AFLAC Incorporated (NYSE:AFL) shares slumped after reporting fourth quarter results that signaled slowing growth. But don’t get your feathers ruffled–Aflac should keep investors happy as a duck in water.
The supplemental health and life insurer, best recognized by its signature mascot (a pristine white duck), reported that Q4 revenue rose 6.6% to 6.4 billion and net earnings were $581 million, or $1.24 a share. That was in comparison to $1.15 a share or $538 million during the same quarter a year ago. Operating earnings were $697 million, up from $684 million in Q4 2011. The company also completed the repurchase of 1.9 million shares and said additional buybacks will be implemented.
Over the past several years Aflac has been focused on shedding risker asset classes, predominantly in Europe, a move that is shoring up its balance sheet.
Things look just ducky for Aflac, and the company continues to paddle like the dickens to reward shareholders. Aflac boast a 2.78% dividend yield (a 22% payout ratio) and has increased its dividend every year for the past 30. The latest increase came in December 2012, when the company raised its quarterly payout to 35 cents from 32 cents.

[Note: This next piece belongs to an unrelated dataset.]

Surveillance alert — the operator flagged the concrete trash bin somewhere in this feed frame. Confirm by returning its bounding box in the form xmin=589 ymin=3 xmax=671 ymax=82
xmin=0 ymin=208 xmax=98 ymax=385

Following the modest earnings report, shares of the Columbus, OH based company sunk 7.5% intraday before finishing the trading day down 4.3% in a reflection that the market was looking for more. Volume was extremely active at nearly three times the stock’s daily average as investors took flight and fled. But it’s only a matter of time before market participants recognize Aflac’s strong business model and flock back to shares.
Weighing on the stock was the company’s comments that sales in Japan, its largest revenue stream, will slow this year as the weakening yen drags down earnings. Sales in the Asian nation were negatively impacted by a reduction in the so-called discounted advanced premium rate, which became effective in October. But Aflac has the most individual insurance polices of any insurance company in Japan, a presence that is irrefutably rewarding.
The company isn’t ducking pressing issues, and it continues to tread carefully both here and abroad. Alfac prudently uses debt and isn’t over-leveraged. The insurer reiterated its outlook for 2013 of earnings of $6.37 to $6.57 per share.
Officials at Louisville-based Humana see government run health insurance exchanges as a potential new avenue for business. Shares of Humana remain a favorite among scores of analysts based on valuation. But its revenue growth rate trails the industry average of 14%. The company has been on a buying spree of late, and it may take some time before all of the integrations pad Humana’s bottom line.